Georgia State sports and sellout crowds: two things that are not said in the same sentence very often– but why? The Georgia State football team had its best season to date this year, even winning the AutoNation Cure Bowl under Shawn Elliott’s leadership. The football team had its stars in 2017, with Penny Hart and Conner Manning both having great seasons.
The new Georgia State football stadium holds 25,000 people and only came close to that number on opening day against Tennessee State with 24,333 people in attendance, presumably because it was the first game played at the stadium. In perspective, the team played at Penn State the following week, and the Nittany Lions sold a whopping 102,746 seats, over four times the highest number Georgia State sold.
Likewise, the men’s basketball team under head coach Ron Hunter had one of the most impressive runs in school history. D’Marcus Simonds led the team on a 10-game winning streak, a Sun Belt title and an NCAA Tournament berth, and yet the only time the GSU Sports Arena was full was against conference rival Georgia Southern.

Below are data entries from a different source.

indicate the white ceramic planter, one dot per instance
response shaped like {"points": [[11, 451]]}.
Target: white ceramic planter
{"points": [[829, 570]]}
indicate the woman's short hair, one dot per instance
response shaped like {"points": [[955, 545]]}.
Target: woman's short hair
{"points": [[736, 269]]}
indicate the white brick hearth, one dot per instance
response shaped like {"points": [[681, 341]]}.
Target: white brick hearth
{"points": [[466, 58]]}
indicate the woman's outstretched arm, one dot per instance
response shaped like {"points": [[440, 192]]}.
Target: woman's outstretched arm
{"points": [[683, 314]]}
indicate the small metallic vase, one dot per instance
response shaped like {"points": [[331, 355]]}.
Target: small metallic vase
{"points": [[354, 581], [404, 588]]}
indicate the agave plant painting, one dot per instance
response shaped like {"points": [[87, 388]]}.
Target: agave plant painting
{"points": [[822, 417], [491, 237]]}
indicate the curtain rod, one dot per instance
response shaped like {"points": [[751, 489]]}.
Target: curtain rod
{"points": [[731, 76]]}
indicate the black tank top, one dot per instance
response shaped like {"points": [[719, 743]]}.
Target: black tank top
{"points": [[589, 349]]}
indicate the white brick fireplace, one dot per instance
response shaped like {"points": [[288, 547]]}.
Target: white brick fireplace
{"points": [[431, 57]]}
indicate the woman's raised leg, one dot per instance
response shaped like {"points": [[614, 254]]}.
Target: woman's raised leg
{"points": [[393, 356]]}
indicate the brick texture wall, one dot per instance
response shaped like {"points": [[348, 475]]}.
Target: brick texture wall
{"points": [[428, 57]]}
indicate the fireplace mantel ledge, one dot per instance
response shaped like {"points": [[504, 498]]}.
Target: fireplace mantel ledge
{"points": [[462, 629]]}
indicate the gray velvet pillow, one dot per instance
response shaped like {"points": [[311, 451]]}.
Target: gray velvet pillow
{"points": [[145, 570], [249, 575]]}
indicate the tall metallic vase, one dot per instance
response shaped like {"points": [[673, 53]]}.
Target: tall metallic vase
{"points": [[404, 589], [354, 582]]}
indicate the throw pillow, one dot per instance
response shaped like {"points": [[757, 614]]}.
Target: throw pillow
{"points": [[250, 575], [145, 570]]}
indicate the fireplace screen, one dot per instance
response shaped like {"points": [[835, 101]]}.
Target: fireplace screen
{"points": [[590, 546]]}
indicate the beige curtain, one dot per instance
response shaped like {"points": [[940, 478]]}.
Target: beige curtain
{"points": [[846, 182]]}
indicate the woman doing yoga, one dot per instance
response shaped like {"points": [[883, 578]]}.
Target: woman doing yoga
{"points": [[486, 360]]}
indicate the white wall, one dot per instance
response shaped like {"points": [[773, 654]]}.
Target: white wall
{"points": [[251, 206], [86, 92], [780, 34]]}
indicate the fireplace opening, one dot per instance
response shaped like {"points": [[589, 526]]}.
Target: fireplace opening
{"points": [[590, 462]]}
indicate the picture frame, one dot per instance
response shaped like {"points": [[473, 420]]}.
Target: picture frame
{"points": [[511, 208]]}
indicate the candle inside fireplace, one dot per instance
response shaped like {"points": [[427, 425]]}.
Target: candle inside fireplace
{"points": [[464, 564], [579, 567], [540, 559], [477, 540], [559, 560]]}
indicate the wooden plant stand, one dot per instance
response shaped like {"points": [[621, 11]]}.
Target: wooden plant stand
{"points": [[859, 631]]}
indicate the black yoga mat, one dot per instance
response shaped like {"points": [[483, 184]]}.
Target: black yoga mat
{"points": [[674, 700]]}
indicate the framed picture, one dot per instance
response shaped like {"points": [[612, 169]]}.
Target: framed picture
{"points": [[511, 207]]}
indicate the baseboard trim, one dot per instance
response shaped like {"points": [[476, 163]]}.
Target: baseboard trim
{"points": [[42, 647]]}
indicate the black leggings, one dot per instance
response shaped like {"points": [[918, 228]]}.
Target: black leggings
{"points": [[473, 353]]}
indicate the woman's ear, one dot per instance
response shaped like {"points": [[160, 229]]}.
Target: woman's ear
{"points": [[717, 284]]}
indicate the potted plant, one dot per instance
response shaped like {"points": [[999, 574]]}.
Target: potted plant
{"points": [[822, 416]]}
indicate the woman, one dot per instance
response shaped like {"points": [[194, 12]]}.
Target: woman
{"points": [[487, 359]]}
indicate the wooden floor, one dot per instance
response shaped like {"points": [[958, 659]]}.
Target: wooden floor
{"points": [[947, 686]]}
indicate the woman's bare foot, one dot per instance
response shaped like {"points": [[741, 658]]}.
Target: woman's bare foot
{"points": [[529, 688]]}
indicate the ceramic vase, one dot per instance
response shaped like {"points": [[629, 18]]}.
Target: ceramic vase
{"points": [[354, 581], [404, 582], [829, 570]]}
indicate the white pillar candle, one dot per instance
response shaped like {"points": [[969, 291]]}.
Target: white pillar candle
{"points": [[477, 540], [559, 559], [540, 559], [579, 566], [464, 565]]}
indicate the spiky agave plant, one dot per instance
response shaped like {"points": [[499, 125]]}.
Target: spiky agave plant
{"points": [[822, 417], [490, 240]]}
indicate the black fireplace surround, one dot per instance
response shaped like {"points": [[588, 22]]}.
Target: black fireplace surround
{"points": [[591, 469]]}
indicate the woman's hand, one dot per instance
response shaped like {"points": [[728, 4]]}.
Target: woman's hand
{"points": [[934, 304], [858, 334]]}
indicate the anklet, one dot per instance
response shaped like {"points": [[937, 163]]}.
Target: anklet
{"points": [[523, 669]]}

The bottom line is that Georgia State sports teams such as the football and men’s basketball team are performing at an above average level but still cannot consistently get students in the stands. The Signal sat down with some students to get their perspective to try and solve the attendance conundrum.

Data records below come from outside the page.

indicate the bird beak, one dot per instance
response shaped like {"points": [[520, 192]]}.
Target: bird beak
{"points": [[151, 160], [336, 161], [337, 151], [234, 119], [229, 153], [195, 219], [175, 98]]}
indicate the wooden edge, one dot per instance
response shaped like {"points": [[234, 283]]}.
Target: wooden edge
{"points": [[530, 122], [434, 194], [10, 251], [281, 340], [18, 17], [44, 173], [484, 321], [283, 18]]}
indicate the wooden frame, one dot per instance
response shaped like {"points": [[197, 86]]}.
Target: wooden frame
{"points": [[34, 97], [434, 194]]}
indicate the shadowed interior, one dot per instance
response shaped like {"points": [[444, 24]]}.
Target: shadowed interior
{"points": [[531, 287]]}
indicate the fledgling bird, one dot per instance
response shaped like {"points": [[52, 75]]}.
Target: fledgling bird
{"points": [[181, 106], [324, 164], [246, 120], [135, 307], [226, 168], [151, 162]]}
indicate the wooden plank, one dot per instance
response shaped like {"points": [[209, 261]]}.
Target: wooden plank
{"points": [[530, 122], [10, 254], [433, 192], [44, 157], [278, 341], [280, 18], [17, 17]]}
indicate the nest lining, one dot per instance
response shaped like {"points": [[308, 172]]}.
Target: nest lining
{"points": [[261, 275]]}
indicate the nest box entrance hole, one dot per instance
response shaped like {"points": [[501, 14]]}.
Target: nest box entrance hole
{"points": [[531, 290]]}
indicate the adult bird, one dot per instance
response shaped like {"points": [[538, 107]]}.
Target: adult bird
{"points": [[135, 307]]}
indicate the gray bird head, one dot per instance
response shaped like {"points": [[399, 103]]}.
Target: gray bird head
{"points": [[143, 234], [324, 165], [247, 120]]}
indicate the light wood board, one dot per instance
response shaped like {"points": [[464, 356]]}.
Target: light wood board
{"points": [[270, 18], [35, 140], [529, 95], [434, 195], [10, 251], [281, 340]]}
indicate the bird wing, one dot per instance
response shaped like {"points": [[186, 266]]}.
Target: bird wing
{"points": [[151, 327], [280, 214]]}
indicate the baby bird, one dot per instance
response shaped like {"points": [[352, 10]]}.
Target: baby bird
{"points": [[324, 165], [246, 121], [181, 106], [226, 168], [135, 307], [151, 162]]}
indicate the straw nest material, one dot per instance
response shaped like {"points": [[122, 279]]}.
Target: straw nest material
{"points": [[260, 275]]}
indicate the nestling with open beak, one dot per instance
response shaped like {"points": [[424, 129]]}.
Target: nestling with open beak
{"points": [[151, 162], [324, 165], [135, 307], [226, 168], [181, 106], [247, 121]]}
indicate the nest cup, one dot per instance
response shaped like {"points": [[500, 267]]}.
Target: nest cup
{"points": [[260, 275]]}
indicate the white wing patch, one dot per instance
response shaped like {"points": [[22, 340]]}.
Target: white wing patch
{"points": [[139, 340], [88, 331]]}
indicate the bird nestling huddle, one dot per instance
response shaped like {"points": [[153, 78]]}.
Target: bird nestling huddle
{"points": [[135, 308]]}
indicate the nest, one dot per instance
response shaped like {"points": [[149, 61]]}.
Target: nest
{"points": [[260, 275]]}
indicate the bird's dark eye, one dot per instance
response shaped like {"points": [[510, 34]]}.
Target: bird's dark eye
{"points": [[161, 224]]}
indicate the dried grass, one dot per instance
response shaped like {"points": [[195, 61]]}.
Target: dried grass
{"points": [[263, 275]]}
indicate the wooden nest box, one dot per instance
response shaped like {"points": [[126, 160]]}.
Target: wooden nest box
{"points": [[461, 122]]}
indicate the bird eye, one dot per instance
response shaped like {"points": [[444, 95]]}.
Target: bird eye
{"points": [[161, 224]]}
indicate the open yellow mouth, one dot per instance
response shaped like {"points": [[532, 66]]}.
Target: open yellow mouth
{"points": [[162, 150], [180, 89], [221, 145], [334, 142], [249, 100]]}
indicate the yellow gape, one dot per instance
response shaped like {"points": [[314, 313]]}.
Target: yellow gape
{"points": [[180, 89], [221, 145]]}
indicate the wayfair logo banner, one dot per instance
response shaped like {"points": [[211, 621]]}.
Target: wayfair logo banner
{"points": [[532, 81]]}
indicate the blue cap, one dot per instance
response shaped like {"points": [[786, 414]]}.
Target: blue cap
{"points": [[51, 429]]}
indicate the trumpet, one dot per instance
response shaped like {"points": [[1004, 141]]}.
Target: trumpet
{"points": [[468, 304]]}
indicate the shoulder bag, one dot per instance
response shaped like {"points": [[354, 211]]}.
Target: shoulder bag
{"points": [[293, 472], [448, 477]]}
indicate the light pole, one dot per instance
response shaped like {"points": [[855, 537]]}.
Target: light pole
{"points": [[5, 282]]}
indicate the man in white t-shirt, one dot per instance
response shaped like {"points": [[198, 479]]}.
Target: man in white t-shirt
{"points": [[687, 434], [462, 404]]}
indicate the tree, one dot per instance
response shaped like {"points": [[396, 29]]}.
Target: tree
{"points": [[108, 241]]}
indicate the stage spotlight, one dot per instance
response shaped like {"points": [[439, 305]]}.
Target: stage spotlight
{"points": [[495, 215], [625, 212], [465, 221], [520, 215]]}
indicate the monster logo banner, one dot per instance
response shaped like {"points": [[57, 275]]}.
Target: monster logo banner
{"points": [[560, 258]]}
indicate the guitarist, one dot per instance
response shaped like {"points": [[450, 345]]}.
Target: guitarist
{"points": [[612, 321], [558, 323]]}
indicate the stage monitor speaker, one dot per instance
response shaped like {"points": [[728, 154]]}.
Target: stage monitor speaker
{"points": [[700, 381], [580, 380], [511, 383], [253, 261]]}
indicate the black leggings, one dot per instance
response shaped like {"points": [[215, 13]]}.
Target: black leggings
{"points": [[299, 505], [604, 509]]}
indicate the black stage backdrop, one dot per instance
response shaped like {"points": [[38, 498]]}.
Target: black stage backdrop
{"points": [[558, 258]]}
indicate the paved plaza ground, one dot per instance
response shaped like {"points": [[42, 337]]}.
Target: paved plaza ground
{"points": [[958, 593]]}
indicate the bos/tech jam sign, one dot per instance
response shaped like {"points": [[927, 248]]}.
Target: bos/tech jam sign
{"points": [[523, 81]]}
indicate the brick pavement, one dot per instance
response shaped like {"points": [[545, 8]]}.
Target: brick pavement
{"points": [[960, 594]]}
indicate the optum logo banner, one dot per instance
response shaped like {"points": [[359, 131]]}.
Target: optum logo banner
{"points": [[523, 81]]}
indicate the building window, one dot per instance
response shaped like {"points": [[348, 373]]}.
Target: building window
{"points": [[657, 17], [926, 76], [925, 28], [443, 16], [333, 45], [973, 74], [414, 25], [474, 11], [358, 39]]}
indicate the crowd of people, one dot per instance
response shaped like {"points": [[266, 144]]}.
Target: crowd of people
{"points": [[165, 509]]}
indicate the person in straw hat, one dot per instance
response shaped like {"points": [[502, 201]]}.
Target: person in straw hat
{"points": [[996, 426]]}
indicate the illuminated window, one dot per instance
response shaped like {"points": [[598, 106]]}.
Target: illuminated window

Hunter Blanket, a junior majoring in business attends Georgia State games but not as many as he’d like. For Blanket, who says he would ideally be at every football game and most basketball games, it just comes down to priorities with class. Blanket’s class load is very demanding, and there is not always time for extra leisure events like sports games. However, Blanket had good things to say about the times he was there.

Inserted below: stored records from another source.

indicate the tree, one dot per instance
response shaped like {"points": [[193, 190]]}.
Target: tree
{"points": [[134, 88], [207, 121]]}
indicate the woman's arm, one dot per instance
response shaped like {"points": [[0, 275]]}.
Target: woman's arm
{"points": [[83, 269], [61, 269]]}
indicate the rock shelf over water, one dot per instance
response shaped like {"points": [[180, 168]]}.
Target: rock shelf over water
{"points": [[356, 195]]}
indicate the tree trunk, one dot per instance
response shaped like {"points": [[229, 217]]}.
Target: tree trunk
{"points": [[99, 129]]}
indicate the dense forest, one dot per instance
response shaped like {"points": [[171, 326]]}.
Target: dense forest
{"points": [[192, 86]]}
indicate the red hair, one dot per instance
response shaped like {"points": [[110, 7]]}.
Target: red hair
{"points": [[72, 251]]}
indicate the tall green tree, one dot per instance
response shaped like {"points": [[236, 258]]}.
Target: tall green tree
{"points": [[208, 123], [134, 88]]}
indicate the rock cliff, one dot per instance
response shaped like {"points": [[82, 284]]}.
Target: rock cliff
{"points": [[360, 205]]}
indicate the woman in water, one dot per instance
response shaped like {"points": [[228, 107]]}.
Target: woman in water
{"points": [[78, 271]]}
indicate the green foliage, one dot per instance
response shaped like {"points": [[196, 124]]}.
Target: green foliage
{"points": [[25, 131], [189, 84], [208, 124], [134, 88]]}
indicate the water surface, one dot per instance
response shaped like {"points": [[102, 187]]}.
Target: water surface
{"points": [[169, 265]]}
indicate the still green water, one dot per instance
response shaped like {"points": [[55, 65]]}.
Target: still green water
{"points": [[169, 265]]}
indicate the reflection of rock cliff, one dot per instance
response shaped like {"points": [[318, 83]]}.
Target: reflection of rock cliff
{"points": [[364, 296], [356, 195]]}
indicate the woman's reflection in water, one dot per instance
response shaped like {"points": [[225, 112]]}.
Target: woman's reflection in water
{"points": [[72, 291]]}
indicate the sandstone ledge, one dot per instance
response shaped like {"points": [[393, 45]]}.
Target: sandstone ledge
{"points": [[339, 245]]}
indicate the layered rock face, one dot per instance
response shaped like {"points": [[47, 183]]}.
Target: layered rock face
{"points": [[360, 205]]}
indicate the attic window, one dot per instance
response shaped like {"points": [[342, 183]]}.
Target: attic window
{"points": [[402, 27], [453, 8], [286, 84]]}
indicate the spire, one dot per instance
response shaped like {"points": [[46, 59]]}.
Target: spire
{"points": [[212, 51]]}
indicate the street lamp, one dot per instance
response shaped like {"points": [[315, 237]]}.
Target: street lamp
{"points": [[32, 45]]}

“I love how close the student section is to the field, those seats are for sure the best seats I’ve ever had, and they were free,” said Blanket, referring to the free tickets students receive.
Blanket was also optimistic that the acquisition of the Georgia State Stadium, which used to be Turner Field, will help increase school spirit and attendance at games.
“Getting Turner Field was a big step in the right direction. Everything else will fall into place eventually, it just comes with time,” said Blanket.
Marquis Baker, a graduate student, has attended only one game in his two years at Georgia State and blamed his location for this. Baker, a transfer student from Howard University, doesn’t live on campus, making it difficult to attend games. Baker lives 30 minutes south of campus, and it’s not easy to get back to campus around game times. This is a stark contrast from when Baker attended Howard and lived on campus; he attended almost every game because of the ease of access on campus.
This seems to be a common trend among students who do not live on campus – they do not want to or cannot come back to campus for sports events. Seventy-nine percent of Georgia State students live off campus, according to usnews.com, making transportation to optional events difficult.
So what could convince students to make attending games a priority in their schedule?
Baker says it’s all about student involvement at games – and the food of course. He said that more food options at games and student involvement in things such as half-court shots would be a big step in the right direction.
Blanket talked about the culture and spirit of the school, something that has traditionally been a pitfall at State but is changing year by year. Blanket noted that he had seen the overall school spirit improve over the past few years but said, “sometimes it feels like a high school game on Saturdays.”
Georgia State Athletics’ View
Mike Holmes, associate athletic director of sports communication, believes the addition of Georgia State Stadium is a step in the right direction, but he knows the importance of winning at home.
“Honestly I think the one thing that hurt us the most, even though we had a winning season, we went 1-4 at home,” said Holmes regarding the football team.
One of the biggest challenges Holmes sees Georgia State facing from a marketing perspective is the wide diversity of students at State. While Holmes was quick to assert that this diversity is a great thing for Georgia State, he said it does make it tough to target every demographic within the school.
“Part of it that makes it very tricky is that we have a very diverse student base, and obviously if you have a diverse base, it’s going to have a lot of diverse interests,” said Holmes.
Georgia State does, however, have some initiatives in the works to increase attendance and overall school spirit. The “Fan from Day One” program is one program Holmes talked about that targets students as incepts when they first come to Georgia State. This program gives students and parents information about the upcoming season and rewards students that sign up. These rewards are things like t-shirts and the chance to run on the field at Georgia State’s first game, which can go a long way with freshmen to make them feel welcomed and a part of the school.
“We need to go and educate the freshmen as much as anyone, so hopefully it becomes the norm for them,” said Holmes.
From Georgia State Athletics’ perspective, it’s about creating an early culture of sports that will eventually take over the school.
The Future of State Attendance
It seems that a lack of ease of access is a big reason students don’t go to more games, which may not be surprising considering how spread out Georgia State is. Traffic, work and rigorous classes don’t help the cause either.
Georgia State is confident attendance will rise as the new tradition of Georgia State Stadium becomes more solidified and the “Fan from Day One” program continues to evolve. On the other hand, students such as Hunter Blanket are leading the way to creating a new culture of sports at Georgia State by attending the games and taking advantage of the free tickets given out by the school.